From the top levels of DOE Environmental Management (EM) down to our field supervisors we made ourselves available to talk and work through the issues with the Site Specific Advisory Board, Fernald Residents for Environmental Safety and Health (FRESH), and fenceline neighbors. Through hundreds of meetings and thousands of hours we gradually built trust. We communicated our cleanup successes and, just as quickly, communicated when things didn’t go as planned. Together, even after all of the environmental issues that brought Fernald national attention, we sat down and agreed to a “balanced approach” for the millions of cubic yards of site waste, soils, and demolition debris. The public agreed to building an engineered disposal cell on-site — provided that the highest assay material, including the radium-bearing K-65 silos, Silo 3, waste pits, drummed waste and uranium product, would be shipped off-site. Building a disposal cell on-site was a tremendous leap of faith by our stakeholders.

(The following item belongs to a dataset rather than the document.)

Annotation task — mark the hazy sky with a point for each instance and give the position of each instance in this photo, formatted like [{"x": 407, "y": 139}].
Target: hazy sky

Second, we took a workforce that knew how to produce uranium and transformed it into a pretty darned good deactivation workforce. The concept of “working yourself out of a job” is never easy to embrace. However, this group came around. Guards became waste shipping specialists. Chemical operators became hazardous waste operators. Administrative staff became waste acceptance inspectors. It required a lot of training and initiative on the part of many workers. I can say now that I’ve been to several other DOE sites including the Portsmouth D&D Project in Piketon, Ohio, I see some of the workers who reinvented themselves and they’ve made a career out of their Fernald experience.
Finally, the path to closure was not easy to visualize — for anybody. But as the production buildings started coming down (including Plant 7, which we had to implode twice), as trains started leaving with pit material, first on-site waste placement and ultimately removing K-65 waste from the aging silos, together we saw cleanup momentum build. That was a special time. Together with stakeholders and regulators we saw unmistakable progress. We were moving!
I don’t think many cleanup sites will mark a 10th anniversary, let alone attract the diverse group of former workers and plant neighbors who will come out this Saturday. Many of our key stakeholders literally have tracked the site more than 30 years! Some are still involved today and freely share their experiences with other sites facing similar issues. That’s pretty special. And for the past 10 years the Fernald Preserve under the DOE Office of Legacy Management has been a destination for area students of all ages, those who love nature, and those who like to exercise by walking the 7 miles of trails. That’s what happens when a community, government, and contractor come together and operate in an atmosphere of trust and partnership. That is the standard. It’s a testament to the challenges we faced together and the positive legacy we leave for this community.
Dennis Carr is Fluor Vice President and Site Project Director of the Portsmouth D&D Project in Piketon, Ohio.